There were only a handful of bad FAST5 files and if we do not care about those few thousand reads, all good. However, I wanted to rescue as much as possible from those corrupted FAST5. So I went along the following steps:

  1. Then I converted fast5 files in quarantine into single-read fast5 files using ONT's multi_to_single_fast5, into a directory called q_single
  2. Ran f2s on q_single and noted down which single-read fast5 files that are bad
  3. Delete those bad single-read fast5 files
  4. delete the blow5 files from step 8 and relaunched slow5tools f2s on cleaned up q_single directory
  5. merge the slow5 files from step 10
  6. merge the two merged blow5 files from step 5 and step 11

Anyway, I uploaded the final BLOW5 files to https://slow5test.s3.amazonaws.com/HEK293T-Mettl3-KO-rep2.blow5 temporarily, so that you can download it and save your time.

Note that there are multiple ways to handle bad FAST5 files. The above method is what I felt like doing today. Some other ways are discussed at https://github.com/hasindu2008/slow5tools/issues/89, some of which are easier than above.

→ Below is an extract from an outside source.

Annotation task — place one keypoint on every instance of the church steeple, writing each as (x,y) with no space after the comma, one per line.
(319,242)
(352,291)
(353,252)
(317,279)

hasindu2008 commented 1 year ago

@hengjwj If you are planning to convert some more datasets, first check if they are belonging to the https://github.com/GoekeLab/sg-nex-data project for which there are already converted BLOW5 files at http://sg-nex-data-blow5.s3-website-ap-southeast-1.amazonaws.com/.

hengjwj commented 1 year ago

https://slow5test.s3.amazonaws.com/HEK293T-Mettl3-KO-rep2.blow5

Will download asap. Thanks for generating the file and the guide!